20.06.2024 18:46:40 - dpa-AFX: ROUNDUP: Wütende Hafenarbeiter bei der Anhörung zum geplanten HHLA-Deal

HAMBURG (dpa-AFX) - Vernichtendes Urteil über das Vorgehen des SPD-geführten
Senats beim umstrittenen Einstieg der weltgrößten Reederei MSC beim Hamburger
Hafenlogistiker HHLA : Bei einer öffentlichen Anhörung des
Haushaltsausschusses, bei der sich jede Bürgerin und jeder Bürger zu Wort melden
konnte, kritisierten am Donnerstag sämtliche Rednerinnen und Redner den
geplanten Deal scharf. Sie griffen Bürgermeister Peter Tschentscher,
Wirtschaftssenatorin Melanie Leonhard und Finanzsenator Andreas Dressel (alle
SPD) verbal direkt an und warfen ihnen Unfähigkeit vor.

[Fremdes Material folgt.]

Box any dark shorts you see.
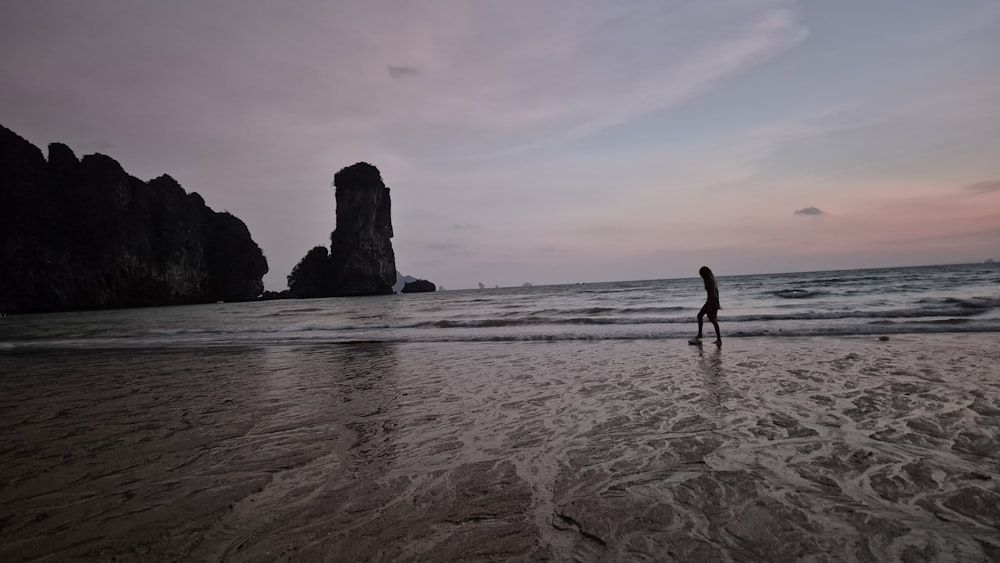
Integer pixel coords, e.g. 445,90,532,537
698,303,719,321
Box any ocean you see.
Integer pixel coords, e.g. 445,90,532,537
0,264,1000,563
0,263,1000,353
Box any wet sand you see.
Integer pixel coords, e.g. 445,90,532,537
0,334,1000,561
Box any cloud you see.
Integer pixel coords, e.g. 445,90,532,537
965,184,1000,194
424,241,462,250
389,65,420,80
795,207,823,216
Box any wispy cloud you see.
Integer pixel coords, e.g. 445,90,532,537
795,207,824,217
964,184,1000,194
389,65,420,80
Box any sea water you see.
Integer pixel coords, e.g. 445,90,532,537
0,263,1000,353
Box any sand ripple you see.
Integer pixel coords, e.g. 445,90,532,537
0,335,1000,561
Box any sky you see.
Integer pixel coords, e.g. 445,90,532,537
0,0,1000,290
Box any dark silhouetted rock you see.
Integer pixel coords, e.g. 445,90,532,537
288,162,396,297
288,246,333,298
402,280,437,293
392,270,417,293
0,123,267,312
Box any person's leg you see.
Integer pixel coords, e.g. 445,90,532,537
698,311,722,344
695,306,707,338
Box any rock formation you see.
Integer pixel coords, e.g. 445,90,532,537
401,280,437,293
288,162,396,297
0,126,267,313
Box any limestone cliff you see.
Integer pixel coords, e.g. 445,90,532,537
288,162,396,297
0,126,267,312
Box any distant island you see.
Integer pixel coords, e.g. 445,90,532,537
0,126,267,313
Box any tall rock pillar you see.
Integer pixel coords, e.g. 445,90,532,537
330,162,396,296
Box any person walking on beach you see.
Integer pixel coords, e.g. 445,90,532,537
694,266,722,344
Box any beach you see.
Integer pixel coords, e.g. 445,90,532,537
0,333,1000,561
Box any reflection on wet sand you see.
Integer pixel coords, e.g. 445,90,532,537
0,335,1000,561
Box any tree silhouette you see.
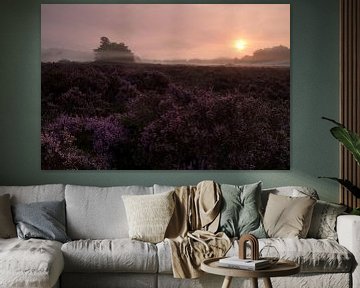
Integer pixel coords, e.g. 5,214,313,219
94,37,135,63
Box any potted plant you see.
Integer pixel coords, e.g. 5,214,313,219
319,117,360,215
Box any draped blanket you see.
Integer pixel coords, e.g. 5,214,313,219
165,181,231,278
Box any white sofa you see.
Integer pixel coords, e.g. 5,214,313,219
0,184,360,288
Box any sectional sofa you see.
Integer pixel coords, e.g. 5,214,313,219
0,184,360,288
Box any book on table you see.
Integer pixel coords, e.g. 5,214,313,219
219,256,271,270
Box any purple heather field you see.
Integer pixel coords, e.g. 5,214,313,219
41,61,290,170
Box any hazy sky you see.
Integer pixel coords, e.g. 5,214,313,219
41,4,290,60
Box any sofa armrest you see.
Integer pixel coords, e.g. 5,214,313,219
336,215,360,287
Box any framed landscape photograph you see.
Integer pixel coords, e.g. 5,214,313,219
41,4,290,170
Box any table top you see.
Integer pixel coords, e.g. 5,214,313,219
201,257,300,278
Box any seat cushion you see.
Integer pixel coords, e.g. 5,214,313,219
61,238,158,273
157,238,355,274
227,238,355,273
0,238,64,288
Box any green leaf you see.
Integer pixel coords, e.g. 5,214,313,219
322,117,360,165
319,177,360,198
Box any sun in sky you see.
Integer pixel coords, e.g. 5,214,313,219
234,39,247,51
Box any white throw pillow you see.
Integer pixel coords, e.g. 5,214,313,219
122,191,175,243
308,200,346,240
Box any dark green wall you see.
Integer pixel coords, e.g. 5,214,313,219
0,0,339,201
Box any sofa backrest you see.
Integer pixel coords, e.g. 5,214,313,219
261,186,319,212
0,184,65,204
65,185,154,240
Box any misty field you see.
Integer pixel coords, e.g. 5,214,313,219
41,62,290,170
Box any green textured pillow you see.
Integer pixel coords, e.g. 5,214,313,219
219,182,266,238
307,200,346,240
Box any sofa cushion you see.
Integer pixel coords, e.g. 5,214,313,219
156,238,354,276
0,194,16,238
65,185,153,239
61,239,158,273
123,191,175,243
219,182,266,238
13,200,70,242
0,238,64,288
307,200,347,240
0,184,65,204
261,186,319,213
264,194,316,238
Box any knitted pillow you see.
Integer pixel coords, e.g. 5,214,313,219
122,191,175,243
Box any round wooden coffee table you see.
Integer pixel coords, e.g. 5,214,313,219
201,258,300,288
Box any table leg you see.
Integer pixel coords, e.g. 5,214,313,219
264,277,272,288
221,276,232,288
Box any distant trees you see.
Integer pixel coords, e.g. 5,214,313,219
94,37,135,63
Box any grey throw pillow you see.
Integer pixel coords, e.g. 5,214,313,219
0,194,16,238
219,182,266,238
13,201,70,243
308,200,346,240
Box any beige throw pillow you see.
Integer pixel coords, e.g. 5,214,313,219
122,191,175,243
0,194,16,238
264,194,316,238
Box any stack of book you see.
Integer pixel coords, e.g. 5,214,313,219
219,256,271,270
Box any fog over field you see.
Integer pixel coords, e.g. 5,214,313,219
41,4,290,170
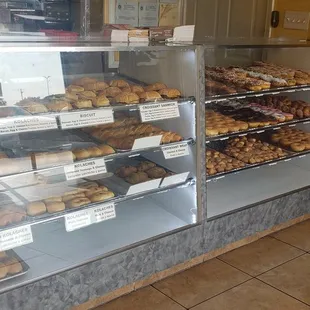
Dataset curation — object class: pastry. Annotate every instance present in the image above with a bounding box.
[138,91,162,102]
[115,92,140,104]
[72,149,91,160]
[104,87,122,98]
[66,85,84,94]
[92,95,110,108]
[27,201,46,216]
[74,99,93,109]
[146,167,167,179]
[159,88,181,99]
[46,100,73,112]
[110,80,129,88]
[46,202,66,213]
[4,257,23,274]
[89,191,114,202]
[144,83,167,91]
[125,171,150,184]
[67,197,91,209]
[137,161,156,171]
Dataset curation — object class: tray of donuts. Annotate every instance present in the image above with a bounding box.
[25,179,121,220]
[265,126,310,153]
[105,156,175,195]
[208,134,291,166]
[0,250,30,282]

Auch die Abgeordneten selbst bekamen ihr Fett weg. Wenn er sehe, wie
gelangweilt einige von ihnen während der Anhörung mit ihren Handys spielten oder
in ihre Laptops schauten, sagte ein Redner, "da ist mir zum Kotzen schlecht".
Für das Geschäft sprach sich keiner der mehr als 35 Rednerinnen und Redner aus.
Unter ihnen waren viele Hafenarbeiter, Betriebsräte und Gewerkschafter, aber
auch Vertreter von Initiativen, Stadtteilorganisationen und Umweltverbänden.

Ein Hafenarbeiter sagte: "Ich stehe vor ihnen maximal frustriert."
Wiederholt vorgetragene Argumente würden offensichtlich nicht gehört. Er habe
vielmehr den Eindruck, es gehe hier mehr um das Schicksal der Politiker, die
ihre Macht erhalten wollten, nicht aber um das der HHLA-Beschäftigten und der
Bürger der Stadt. "Führen Sie uns nicht in die Katastrophe. Machen Sie nicht den
schwersten Fehler in ihrer Karriere", warnte er.

Der rot-grüne Senat will die Mediterranean Shipping Company (MSC) mit Sitz
in Genf bei der Hamburger Hafen und Logistik AG (HHLA) an Bord holen, um den
Containerumschlag zu stabilisieren. Die Stadt und das der italienischen
Reederfamilie Aponte gehörende Unternehmen sollen die HHLA künftig als
Gemeinschaftsunternehmen führen, bei dem die Stadt eine Mehrheit von 50,1
Prozent hält. Bislang gehörten der Stadt rund 70 Prozent der börsennotierten
HHLA.

Im Gegenzug will die weltgrößte Reederei MSC ihre Deutschlandzentrale in
Hamburg bauen, das Ladungsaufkommen im Hafen von 2025 an erhöhen und laut
Drucksache bis 2031 auf eine Million Standardcontainer (TEU) pro Jahr steigern.
Zudem wollen MSC und die Stadt das Eigenkapital der HHLA um 450 Millionen Euro
erhöhen. Zuletzt musste der Hafen Rückschläge hinnehmen. So sank der Umschlag
von Seegütern im vergangenen Jahr im Vergleich zu 2022 um 4,7 Prozent auf 114,3
Millionen Tonnen - der niedrigste Wert seit 2009.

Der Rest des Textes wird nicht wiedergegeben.